Apache Hadoop/HDFS and HBase are both parts of the Big data framework. They both are used to store a massive amount of data. In spite of this similarity, they have a lot of differences.
Apache Hadoop
It is an open-source Big Data Analytics framework used for processing large data sets across clusters of low-cost servers using simple MapReduce programming models. It is designed to scale up from one server to multiple servers, offering computation and storage at the local level.
Furthermore, it is made up of two components.
- HDFS (Hadoop Distributed File System)
HDFS is a distributed file system that is designed for storing very large files with streaming data access patterns, running on clusters of commodity hardware. It was originally created and implemented by Google, where it was known as the Google File System (GFS). HDFS is designed such that it can handle large amounts of data and reduces the overall input/output operations on the network. It also increases the scalability and availability of the cluster because of data replication and fault tolerance
- MapReduce Programming Model
MapReduce is a parallel programming model that is used for processing large chunks of data. It splits the input datasets from the disk into independent chunks if these data cannot be stored on one single node. It first executes the mapping tasks to process the split input data in a parallel manner and sorts the output of the map function and sends the result to reduce tasks as their input.
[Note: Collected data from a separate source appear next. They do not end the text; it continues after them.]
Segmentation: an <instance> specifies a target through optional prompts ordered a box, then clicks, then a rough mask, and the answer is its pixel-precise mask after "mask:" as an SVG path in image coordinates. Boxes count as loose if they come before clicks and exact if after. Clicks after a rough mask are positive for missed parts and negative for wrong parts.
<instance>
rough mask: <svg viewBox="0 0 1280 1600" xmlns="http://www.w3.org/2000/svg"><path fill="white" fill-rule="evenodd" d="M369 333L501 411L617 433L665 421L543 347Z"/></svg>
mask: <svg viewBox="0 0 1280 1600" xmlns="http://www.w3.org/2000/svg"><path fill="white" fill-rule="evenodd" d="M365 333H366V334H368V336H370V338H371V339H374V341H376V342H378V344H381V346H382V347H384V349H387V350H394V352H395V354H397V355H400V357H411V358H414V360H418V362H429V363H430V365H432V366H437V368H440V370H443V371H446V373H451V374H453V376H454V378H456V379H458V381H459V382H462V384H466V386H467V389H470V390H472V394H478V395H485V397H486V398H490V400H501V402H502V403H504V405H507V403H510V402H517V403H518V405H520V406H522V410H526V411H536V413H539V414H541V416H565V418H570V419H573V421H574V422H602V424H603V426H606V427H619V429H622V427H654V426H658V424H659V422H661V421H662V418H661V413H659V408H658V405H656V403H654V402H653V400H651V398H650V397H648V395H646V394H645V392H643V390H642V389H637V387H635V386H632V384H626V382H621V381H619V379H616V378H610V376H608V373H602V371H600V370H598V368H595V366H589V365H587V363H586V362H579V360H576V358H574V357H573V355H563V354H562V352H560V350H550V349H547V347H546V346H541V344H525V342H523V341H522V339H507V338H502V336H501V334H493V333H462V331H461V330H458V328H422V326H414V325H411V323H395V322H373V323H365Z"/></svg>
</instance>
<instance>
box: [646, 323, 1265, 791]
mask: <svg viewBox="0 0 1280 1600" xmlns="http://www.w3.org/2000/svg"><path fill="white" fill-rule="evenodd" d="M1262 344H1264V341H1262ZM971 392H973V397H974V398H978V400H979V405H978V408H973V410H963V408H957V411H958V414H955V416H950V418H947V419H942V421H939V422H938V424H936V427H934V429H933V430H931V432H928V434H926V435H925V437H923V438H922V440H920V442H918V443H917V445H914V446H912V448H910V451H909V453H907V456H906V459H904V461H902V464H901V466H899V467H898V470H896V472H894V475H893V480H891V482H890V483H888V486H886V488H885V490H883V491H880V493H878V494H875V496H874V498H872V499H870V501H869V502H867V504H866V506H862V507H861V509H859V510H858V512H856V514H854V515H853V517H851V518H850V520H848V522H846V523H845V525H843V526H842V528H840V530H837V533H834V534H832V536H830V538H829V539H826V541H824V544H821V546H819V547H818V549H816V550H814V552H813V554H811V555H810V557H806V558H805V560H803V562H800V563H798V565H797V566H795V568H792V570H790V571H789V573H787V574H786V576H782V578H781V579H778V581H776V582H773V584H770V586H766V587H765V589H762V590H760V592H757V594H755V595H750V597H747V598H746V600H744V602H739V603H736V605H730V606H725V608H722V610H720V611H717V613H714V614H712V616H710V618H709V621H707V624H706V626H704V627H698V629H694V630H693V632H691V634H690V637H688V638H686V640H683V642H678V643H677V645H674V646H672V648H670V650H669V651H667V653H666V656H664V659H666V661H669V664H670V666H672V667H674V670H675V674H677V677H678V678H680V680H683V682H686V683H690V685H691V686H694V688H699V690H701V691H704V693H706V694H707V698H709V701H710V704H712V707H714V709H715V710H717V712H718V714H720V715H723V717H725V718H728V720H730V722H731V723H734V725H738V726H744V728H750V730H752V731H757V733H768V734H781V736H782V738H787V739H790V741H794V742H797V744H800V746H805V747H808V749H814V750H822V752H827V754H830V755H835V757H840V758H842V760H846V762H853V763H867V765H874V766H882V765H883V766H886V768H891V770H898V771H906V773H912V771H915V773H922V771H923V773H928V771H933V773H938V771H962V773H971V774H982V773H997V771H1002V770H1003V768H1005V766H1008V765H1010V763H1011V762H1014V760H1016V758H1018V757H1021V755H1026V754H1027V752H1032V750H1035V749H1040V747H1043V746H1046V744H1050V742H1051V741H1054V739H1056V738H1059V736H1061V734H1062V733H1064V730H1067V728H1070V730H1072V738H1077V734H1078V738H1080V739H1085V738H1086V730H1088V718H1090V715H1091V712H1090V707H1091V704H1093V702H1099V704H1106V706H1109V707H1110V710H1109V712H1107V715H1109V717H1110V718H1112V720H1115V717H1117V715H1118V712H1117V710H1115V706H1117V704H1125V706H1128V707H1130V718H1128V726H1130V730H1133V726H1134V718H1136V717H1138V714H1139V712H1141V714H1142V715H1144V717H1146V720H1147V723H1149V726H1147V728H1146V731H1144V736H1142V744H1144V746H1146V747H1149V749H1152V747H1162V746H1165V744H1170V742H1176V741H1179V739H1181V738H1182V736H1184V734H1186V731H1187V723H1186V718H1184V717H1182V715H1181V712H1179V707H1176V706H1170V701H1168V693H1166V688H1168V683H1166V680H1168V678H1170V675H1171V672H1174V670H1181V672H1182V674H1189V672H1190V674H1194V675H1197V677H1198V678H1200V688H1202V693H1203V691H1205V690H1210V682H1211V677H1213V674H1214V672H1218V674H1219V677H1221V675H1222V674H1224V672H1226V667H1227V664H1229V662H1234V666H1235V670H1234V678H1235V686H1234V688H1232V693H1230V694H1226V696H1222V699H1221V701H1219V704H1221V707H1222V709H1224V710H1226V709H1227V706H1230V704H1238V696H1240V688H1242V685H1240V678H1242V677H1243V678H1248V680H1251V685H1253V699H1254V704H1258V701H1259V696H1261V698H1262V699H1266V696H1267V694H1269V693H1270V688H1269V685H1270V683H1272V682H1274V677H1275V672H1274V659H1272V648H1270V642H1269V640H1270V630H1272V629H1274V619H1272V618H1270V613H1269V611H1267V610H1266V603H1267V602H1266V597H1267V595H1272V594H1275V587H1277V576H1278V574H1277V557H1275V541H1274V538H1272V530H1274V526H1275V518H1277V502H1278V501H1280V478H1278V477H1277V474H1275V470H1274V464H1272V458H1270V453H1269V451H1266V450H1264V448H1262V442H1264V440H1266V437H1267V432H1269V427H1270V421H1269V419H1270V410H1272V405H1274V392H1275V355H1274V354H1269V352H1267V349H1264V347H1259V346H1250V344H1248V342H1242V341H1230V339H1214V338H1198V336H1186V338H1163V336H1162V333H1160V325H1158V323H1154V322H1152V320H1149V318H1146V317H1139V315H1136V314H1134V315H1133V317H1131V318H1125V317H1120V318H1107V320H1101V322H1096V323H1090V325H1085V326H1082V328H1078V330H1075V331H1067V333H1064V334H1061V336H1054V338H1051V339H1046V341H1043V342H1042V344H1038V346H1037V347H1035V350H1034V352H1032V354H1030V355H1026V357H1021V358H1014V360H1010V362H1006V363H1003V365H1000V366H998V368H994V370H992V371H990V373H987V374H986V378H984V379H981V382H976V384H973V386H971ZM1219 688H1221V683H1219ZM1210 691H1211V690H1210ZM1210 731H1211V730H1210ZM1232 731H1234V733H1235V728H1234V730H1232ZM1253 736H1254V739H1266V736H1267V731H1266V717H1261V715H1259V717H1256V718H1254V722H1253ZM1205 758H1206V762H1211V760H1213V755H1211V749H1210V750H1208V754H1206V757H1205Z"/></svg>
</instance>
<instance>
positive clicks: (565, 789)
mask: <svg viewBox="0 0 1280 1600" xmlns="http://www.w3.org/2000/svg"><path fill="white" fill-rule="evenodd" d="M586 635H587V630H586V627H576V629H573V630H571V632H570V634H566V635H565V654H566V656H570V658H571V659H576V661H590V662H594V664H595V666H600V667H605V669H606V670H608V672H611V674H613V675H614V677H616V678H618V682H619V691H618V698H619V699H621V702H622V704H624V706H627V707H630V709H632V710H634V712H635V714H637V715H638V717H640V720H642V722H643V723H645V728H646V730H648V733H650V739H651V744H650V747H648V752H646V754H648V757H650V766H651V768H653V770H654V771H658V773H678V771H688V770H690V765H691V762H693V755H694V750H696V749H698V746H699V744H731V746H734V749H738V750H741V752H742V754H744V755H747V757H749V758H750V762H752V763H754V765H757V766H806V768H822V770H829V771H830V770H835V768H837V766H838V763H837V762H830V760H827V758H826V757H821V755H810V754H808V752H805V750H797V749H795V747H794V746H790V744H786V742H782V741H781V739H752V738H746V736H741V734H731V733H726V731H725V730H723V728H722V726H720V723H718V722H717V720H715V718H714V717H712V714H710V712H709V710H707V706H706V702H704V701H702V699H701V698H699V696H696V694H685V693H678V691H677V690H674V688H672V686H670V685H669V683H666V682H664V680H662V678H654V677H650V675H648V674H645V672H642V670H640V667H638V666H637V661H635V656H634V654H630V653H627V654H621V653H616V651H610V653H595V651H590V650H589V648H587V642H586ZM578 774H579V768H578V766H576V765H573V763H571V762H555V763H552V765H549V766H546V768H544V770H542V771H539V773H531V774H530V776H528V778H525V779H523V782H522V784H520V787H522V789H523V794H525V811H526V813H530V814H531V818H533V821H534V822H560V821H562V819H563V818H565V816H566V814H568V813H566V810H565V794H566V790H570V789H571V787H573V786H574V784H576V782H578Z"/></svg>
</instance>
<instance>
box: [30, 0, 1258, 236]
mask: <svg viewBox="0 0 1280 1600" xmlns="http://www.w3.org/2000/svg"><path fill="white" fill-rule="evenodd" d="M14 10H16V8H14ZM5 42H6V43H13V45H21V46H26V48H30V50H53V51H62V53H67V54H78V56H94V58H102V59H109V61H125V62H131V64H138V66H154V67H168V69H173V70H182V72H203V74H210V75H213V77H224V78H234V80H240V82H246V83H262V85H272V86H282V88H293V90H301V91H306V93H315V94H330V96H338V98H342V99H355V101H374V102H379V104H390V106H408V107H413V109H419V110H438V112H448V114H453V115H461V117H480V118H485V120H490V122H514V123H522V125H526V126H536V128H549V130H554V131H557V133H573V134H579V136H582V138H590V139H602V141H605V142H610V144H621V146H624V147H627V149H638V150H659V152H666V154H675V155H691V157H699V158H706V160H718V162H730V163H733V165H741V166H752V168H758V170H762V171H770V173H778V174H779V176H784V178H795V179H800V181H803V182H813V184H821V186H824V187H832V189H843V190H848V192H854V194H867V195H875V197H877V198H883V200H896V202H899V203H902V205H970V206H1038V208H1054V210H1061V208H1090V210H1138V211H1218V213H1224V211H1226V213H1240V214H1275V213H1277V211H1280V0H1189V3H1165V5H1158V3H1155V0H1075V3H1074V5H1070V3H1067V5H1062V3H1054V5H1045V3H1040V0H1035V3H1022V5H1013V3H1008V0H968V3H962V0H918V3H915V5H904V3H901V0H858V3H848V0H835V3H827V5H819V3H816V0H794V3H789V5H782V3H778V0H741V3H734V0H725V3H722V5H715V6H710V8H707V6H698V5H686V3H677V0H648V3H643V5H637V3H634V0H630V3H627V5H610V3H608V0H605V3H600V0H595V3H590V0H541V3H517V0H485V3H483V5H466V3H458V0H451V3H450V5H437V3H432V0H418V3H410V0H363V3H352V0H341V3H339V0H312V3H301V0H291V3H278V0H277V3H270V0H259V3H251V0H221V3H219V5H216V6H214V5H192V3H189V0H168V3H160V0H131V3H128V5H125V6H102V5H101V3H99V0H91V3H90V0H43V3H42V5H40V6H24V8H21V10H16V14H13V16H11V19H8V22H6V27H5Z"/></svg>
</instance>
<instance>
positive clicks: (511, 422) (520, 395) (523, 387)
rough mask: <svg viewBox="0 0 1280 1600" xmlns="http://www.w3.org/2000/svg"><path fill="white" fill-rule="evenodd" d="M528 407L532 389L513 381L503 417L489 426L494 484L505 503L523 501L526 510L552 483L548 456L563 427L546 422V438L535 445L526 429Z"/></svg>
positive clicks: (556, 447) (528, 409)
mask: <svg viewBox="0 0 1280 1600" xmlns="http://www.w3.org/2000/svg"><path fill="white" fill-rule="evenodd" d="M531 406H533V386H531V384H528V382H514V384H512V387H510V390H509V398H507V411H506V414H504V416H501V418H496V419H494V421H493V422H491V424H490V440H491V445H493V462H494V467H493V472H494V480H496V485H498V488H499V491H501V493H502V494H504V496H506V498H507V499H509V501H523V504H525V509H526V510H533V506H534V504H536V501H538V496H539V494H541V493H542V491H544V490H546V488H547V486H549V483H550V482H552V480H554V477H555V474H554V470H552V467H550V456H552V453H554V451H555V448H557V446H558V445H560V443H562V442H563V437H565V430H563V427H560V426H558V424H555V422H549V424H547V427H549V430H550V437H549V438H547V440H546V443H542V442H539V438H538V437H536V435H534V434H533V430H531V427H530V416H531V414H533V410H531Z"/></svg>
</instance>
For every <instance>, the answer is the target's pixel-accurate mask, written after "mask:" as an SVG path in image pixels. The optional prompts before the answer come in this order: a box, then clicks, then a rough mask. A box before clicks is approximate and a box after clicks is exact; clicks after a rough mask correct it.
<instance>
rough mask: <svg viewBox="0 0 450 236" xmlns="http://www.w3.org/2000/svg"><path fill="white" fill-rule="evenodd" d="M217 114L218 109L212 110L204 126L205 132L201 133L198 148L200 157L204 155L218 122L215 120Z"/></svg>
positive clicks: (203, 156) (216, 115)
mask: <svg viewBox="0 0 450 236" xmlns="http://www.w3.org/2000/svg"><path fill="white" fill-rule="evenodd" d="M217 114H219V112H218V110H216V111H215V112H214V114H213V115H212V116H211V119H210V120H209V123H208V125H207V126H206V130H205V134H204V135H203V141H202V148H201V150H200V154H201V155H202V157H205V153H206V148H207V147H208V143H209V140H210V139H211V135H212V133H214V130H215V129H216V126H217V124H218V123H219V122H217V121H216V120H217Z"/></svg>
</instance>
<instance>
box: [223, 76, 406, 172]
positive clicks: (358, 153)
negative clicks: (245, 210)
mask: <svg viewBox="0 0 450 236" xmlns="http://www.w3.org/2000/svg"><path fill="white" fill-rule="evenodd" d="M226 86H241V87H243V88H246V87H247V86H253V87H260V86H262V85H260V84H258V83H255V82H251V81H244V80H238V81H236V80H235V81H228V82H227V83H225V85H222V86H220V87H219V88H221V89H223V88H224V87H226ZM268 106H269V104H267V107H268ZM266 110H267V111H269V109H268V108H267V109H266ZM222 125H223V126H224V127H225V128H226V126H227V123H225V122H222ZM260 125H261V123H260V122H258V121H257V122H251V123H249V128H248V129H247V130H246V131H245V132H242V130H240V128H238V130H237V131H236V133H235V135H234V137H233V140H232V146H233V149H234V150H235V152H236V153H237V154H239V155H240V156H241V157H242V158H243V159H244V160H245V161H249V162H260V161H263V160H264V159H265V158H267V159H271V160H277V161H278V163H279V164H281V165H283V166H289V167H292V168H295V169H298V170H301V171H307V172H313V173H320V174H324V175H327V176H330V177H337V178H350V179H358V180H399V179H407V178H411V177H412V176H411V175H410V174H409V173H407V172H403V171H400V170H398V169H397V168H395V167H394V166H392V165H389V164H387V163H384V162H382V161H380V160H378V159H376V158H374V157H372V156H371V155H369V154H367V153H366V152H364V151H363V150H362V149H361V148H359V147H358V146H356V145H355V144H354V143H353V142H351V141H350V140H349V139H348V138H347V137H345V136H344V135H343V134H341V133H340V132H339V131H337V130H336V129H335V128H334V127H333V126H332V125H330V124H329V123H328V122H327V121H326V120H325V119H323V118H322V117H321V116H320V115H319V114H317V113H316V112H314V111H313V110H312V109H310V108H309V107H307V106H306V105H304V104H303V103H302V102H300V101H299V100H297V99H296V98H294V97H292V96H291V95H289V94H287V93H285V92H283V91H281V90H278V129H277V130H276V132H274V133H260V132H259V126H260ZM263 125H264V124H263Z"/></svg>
HDFS lacks the random read/write capability, as it is a distributed File system. HDFS is good for sequential data access, but does not perform well for random read/write access.
Apache HBase
Apache HBase is a non-relational (NoSQL) wide column database that sits on top of HDFS and is part of the Apache Hadoop Big Data Ecosystem. It runs on top of your Hadoop cluster and provides you random real-time read/write access to your data.
Apache Hadoop and HBase support both structured and unstructured data. It stores data as key/value pairs in a columnar fashion, while HDFS can store data in various formats (flat files, compressed format).
Differences between HDFS & HBase
- HDFS is a storage system and HBase is a non-relational column-oriented database.
- Apache HBase provides low latency access to small amounts of data within large data sets, while HDFS provides high latency operations.
- Apache HBase supports random reads and writes while HDFS supports WORM (write once Read Many times) and does not support real random reads.
- HDFS is primarily accessed through MapReduce jobs while Apache HBase is accessed through shell commands, Java API, REST, Avro, or Thrift API.